The Alert did, however, conclude that some outsourced CCOs were successful. Hallmarks of successful CCOs included regular, on-site communication with their firms, strong relationships between outside CCOs and investment firms, and firms that gave outside CCOs support and access to firm documents and information. Investment CCOs using outsourced compliance chiefs would be wise to take note of the factors contributing to successful outside CCOs, as the SEC cautioned that registrants themselves – not outside CCOs – are ultimately responsible for implementing effective compliance programs and accountable for any deficiencies in those programs.
Recent SEC enforcement actions also underscore firms’ ultimate responsibility for compliance programs.

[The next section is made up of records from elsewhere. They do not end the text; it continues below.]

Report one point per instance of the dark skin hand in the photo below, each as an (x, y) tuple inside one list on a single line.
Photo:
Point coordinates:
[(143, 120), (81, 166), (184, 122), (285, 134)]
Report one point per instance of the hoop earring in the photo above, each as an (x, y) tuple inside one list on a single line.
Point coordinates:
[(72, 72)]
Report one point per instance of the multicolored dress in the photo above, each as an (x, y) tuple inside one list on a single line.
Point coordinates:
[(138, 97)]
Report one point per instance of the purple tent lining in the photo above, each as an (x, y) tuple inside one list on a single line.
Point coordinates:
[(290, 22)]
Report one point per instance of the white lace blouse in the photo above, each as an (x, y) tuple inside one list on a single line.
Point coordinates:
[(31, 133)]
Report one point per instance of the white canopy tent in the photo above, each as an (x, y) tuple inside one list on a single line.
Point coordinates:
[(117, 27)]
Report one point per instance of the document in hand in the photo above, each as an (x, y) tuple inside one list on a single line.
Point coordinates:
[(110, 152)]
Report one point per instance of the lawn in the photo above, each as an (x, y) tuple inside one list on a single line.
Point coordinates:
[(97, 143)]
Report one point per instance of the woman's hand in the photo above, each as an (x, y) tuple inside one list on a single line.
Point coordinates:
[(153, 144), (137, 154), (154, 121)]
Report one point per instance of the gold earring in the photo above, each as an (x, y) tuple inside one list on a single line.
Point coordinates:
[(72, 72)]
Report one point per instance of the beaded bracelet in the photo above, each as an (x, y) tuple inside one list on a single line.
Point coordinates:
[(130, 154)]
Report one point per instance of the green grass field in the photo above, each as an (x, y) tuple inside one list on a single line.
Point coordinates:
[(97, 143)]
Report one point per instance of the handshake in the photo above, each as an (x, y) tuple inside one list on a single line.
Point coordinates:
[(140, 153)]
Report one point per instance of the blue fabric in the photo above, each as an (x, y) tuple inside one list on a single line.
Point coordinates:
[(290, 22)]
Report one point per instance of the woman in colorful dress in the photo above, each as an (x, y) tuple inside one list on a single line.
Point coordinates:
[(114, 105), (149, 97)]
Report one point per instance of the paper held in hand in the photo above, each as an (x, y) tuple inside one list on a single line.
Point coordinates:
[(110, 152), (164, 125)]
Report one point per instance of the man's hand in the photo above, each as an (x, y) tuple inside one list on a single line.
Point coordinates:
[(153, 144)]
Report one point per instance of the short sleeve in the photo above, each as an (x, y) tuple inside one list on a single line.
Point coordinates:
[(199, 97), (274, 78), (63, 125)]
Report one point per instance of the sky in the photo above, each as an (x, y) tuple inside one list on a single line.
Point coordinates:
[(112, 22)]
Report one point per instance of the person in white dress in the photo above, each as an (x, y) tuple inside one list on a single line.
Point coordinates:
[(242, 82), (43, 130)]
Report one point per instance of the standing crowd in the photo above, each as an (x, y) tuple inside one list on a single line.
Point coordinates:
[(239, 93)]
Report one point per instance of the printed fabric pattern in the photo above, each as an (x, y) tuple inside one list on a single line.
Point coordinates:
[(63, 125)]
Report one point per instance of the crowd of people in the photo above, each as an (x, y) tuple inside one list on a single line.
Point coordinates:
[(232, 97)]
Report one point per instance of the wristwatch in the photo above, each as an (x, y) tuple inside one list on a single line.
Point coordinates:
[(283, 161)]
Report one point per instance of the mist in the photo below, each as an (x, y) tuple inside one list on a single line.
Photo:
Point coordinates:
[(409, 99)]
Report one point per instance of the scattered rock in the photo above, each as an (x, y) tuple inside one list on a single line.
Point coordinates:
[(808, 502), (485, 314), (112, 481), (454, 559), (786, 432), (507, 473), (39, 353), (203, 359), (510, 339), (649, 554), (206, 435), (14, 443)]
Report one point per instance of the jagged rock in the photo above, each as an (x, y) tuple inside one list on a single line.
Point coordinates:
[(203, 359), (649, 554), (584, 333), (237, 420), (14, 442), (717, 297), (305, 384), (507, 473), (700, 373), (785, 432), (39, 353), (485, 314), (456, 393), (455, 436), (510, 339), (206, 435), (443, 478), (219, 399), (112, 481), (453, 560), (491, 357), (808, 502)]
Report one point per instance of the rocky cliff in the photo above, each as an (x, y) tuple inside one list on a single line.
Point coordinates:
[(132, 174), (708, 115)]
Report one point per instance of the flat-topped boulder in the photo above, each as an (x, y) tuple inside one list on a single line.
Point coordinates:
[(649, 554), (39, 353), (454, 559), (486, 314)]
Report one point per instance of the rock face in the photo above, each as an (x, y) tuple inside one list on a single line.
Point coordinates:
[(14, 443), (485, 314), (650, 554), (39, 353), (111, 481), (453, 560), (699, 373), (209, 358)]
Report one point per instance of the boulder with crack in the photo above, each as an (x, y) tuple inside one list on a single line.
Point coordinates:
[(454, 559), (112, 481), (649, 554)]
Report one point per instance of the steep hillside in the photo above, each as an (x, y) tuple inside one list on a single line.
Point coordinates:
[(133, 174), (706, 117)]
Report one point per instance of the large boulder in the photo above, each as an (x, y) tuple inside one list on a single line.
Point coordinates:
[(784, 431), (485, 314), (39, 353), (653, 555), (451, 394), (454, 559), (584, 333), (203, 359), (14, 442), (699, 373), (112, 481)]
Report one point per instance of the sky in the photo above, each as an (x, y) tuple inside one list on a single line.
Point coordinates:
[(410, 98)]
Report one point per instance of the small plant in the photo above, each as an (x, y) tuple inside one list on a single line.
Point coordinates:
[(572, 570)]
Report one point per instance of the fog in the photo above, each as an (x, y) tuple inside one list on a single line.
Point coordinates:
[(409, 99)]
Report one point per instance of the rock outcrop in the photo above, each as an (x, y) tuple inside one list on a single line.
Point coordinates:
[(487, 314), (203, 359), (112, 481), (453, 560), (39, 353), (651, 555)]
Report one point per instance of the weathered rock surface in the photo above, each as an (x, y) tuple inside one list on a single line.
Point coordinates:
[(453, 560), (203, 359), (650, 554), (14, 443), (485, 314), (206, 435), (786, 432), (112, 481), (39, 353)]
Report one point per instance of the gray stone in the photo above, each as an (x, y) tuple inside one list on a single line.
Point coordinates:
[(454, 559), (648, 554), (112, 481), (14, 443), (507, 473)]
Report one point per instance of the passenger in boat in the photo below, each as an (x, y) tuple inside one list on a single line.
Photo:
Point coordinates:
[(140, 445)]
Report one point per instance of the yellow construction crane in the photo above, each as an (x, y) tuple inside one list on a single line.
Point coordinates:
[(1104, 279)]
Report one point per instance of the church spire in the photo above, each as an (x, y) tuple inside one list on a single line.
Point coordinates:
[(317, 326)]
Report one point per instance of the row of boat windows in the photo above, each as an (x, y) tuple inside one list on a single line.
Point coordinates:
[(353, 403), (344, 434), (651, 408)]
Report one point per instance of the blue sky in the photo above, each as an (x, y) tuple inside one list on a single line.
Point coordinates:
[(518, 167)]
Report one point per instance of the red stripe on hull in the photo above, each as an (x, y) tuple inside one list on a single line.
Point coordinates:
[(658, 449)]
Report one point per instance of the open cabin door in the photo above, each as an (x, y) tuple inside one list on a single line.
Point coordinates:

For example, in Pekin Singer Strauss Asset Management, available here, the SEC charged an investment advisory firm and its president with violations involving compliance failures, but did not charge the adviser’s CCO, who had allegedly warned the firm that he did not have the resources to fulfill his compliance responsibilities.
As previously noted, OCIE’s alert comes at a time of increasing government attention to firms’ compliance programs. Two years ago, in a speech to the National Society of Compliance Professionals, available here, SEC Chair Mary Jo White discussed risks of securities laws violations faced by compliance professionals. Similarly, two weeks ago, in a speech to the National Society of Compliance Professionals, available here, SEC Enforcement Director Andrew Ceresney spoke about liabilities for compliance professionals. But he specifically cautioned that the cases brought involved compliance chiefs who “exhibited wholesale failures in carrying out responsibilities” and whose “conduct crossed a clear line.”
Those assurances may ring hollow in the wake of several recent actions against CCOs. In July 2015, the SEC named and sanctioned AlphaBridge Capital Management and its CCO, who was also a co-portfolio manager, for allegedly misleading the fund administrator and auditor about the value of the fund’s assets. In August 2015, the SEC charged Parallax Investments and its officers, including its CCO, for, among other violations of securities laws, alleged failure to adopt and implement written compliance policies and procedures or to conduct annual compliance reviews.